When engaging the Board, one presenter said, you have to present risk in a way that resonates with their concerns. The consensus was risk managers need to take the time to understand what matters to their boards, what their goals are, and ultimately, how risks in every area of the business impact those goals.
One user agreed that although “building tone-at-the-top support is essential” for building an effective, sustainable ERM program, providing actionable results each 90 days is an expected return. Others shared their tips for building this support. One attendee advised creating an analogy between sports and risk management to make the topic more relatable. Another mused over the idea of showing a slide with nothing more than a banana peel on it as an ice breaker to get the conversation started!
4. Tips for ERM implementation
IMPACT 2017 attendees were in various stages of implementing ERM programs at their companies. Those in the later stages were a great resource for those in earlier stages.
Here are some of their top tips:
- Have a plan. Start and finish one project at a time. Don’t take on too many tasks right away, and carry your first initiative through to completion.
- Begin with one governance area. When other departments see what you’ve done, they’ll want to be a part of it.
- Consider engaging select leaders, who will then be happy to train others.
- Get to know your business from the inside.
This last point was presented in a particularly interesting fashion. One presenter compared getting to know a business area to the animated film “How to Tame Your Dragon.” The presenter said, “Once you find out dragons are like puppy dogs, your world is forever changed.”

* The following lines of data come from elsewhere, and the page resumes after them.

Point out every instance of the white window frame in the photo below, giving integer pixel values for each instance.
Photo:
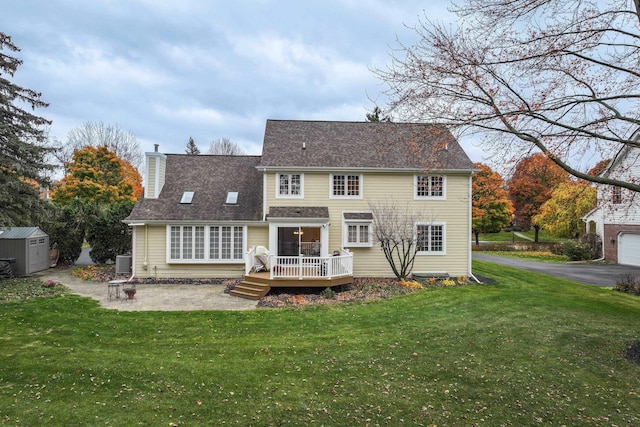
(359, 224)
(200, 249)
(430, 226)
(346, 176)
(430, 196)
(280, 195)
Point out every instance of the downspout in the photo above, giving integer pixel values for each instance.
(264, 194)
(470, 221)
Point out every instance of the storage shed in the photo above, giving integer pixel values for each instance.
(29, 246)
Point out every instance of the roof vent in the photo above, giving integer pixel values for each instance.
(232, 198)
(187, 197)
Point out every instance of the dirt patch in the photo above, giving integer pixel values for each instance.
(360, 290)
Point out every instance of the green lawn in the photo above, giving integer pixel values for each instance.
(526, 350)
(508, 236)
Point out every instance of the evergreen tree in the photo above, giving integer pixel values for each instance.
(22, 150)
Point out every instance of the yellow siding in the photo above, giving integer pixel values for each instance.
(454, 211)
(370, 261)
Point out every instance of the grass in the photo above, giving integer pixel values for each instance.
(508, 236)
(526, 350)
(540, 256)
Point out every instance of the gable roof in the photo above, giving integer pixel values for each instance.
(210, 178)
(364, 145)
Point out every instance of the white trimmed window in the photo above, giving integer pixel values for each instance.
(616, 195)
(289, 185)
(430, 239)
(200, 243)
(346, 186)
(429, 187)
(357, 228)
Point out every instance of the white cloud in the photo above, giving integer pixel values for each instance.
(92, 65)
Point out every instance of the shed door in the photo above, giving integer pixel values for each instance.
(38, 255)
(629, 249)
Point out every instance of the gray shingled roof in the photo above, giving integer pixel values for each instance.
(210, 177)
(298, 212)
(317, 144)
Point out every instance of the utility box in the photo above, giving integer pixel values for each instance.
(28, 245)
(123, 264)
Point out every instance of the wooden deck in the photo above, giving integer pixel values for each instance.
(256, 285)
(263, 277)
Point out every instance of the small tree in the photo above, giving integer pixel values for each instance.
(531, 185)
(97, 134)
(66, 227)
(108, 235)
(224, 146)
(375, 116)
(98, 176)
(562, 214)
(192, 148)
(393, 227)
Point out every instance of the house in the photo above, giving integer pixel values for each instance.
(616, 219)
(307, 200)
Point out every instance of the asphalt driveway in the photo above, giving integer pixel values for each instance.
(603, 275)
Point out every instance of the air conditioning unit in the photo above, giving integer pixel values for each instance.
(123, 264)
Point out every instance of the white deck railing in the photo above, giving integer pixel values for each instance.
(305, 267)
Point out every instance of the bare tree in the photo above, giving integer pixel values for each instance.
(557, 76)
(97, 134)
(393, 226)
(225, 146)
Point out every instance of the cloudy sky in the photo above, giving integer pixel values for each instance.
(167, 70)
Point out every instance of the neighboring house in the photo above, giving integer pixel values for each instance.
(616, 219)
(307, 200)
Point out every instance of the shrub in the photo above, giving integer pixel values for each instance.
(574, 251)
(629, 284)
(411, 284)
(328, 293)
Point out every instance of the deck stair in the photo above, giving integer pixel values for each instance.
(250, 288)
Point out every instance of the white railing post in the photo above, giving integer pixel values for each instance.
(300, 275)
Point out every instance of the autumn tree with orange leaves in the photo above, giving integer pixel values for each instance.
(96, 176)
(562, 214)
(491, 206)
(531, 185)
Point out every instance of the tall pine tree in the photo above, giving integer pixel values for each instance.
(22, 150)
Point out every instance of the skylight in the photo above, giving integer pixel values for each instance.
(232, 198)
(187, 197)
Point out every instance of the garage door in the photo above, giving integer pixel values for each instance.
(629, 249)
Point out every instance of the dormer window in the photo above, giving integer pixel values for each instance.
(187, 197)
(232, 198)
(289, 186)
(429, 187)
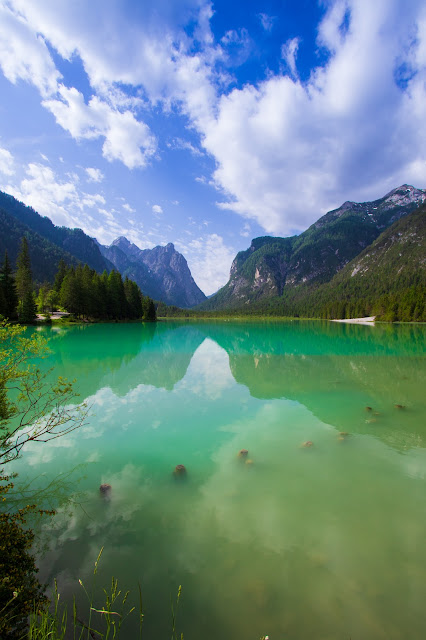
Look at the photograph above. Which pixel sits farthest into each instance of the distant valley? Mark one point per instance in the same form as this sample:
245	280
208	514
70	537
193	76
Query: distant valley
358	259
162	273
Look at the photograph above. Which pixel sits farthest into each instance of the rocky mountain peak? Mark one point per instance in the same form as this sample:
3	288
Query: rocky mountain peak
161	272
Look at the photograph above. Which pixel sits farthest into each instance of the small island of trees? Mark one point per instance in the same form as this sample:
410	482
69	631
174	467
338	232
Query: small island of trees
79	290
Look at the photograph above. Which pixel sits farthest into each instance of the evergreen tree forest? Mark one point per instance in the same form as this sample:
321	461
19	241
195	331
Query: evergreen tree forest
79	290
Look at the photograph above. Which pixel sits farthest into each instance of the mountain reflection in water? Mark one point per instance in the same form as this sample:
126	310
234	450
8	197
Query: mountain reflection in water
335	529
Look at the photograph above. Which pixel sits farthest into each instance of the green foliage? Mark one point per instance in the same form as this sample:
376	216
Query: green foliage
20	590
87	294
24	285
104	619
8	294
32	407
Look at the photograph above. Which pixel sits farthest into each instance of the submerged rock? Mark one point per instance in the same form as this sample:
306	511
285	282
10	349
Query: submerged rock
180	471
105	490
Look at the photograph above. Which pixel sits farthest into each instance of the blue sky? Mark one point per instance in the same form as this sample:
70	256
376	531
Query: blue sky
207	123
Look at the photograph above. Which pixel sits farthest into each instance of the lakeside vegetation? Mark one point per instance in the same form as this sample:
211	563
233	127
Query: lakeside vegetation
408	304
78	290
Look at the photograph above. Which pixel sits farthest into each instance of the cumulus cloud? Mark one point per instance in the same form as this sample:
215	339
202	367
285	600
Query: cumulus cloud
287	150
24	54
6	162
46	194
289	54
94	175
209	259
266	21
184	145
126	138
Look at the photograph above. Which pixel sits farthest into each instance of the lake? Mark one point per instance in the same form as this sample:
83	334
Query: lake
325	541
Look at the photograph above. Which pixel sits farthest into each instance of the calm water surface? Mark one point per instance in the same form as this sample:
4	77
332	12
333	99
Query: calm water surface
321	542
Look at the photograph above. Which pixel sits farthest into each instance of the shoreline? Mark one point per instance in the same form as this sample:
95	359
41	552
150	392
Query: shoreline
369	320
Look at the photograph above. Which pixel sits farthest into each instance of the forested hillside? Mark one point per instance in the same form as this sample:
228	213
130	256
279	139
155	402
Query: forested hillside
308	274
69	242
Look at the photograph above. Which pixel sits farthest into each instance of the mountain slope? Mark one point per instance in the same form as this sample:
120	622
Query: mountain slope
272	266
45	255
72	241
161	272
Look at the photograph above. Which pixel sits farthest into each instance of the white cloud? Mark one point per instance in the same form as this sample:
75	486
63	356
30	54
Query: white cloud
48	196
287	150
126	138
289	54
184	145
245	231
24	54
266	21
94	175
209	259
6	162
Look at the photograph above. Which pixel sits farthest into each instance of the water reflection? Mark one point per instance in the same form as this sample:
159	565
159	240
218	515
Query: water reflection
335	370
335	529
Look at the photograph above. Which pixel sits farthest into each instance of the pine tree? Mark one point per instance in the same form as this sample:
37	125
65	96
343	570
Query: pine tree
24	285
8	293
60	275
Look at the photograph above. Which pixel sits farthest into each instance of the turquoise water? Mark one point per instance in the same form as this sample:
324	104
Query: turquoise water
322	542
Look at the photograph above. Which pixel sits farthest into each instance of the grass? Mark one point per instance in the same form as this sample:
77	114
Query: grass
103	623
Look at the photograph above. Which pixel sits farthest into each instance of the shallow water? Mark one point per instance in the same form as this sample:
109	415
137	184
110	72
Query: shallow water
322	542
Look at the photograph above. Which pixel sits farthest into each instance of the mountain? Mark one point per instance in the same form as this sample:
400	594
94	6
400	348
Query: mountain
45	256
161	272
73	244
272	266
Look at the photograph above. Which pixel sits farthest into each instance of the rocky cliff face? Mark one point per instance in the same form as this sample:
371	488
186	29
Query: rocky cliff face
161	272
314	257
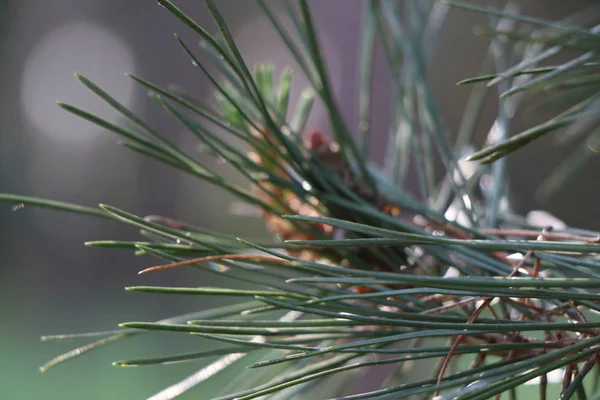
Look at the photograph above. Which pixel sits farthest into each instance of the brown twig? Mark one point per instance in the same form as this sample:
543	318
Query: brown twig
250	257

The parallel here is that many employees operate in silos, unaware that there are other silos surrounding them, seemingly isolated, but in every way connected to their own. Understanding how the business really works, how these silos are connected, and how they roll up to achieve the company’s core objectives is at the heart of implementing a successful ERM program.
5. LogicManager: Looking Ahead
IMPACT 2017 closed with a look towards the future of LogicManager in 2018 and beyond. The team presented some exciting enhancements to the product inspired by advances in Artificial Intelligence (AI), Robotic Process Automation (RPA) and Business Intelligence (BI) technology and our customers’ needs.
We gave a live demonstration of the platform’s future, including visibility rules, automation rules, a UI face lift, and more. The goal of these enhancements is to continue to streamline the data collection process, automate manual activities, and make the user experience more intuitive than ever. I speak for all of LogicManager when I say that we’re excited to share more about these advances in future posts and press.
6. A unique learning opportunity
Perhaps our favorite takeaway from IMPACT 2017 is that our customers saw this conference as a unique learning opportunity. IMPACT is by risk managers, for risk managers. It’s a place for our users to come together and encourage each other to improve.
As one attendee put it, GRC is a hard, often thankless profession. But IMPACT is a place where risk professionals can collaborate and remind each other that they really are laying the groundwork for a better tomorrow.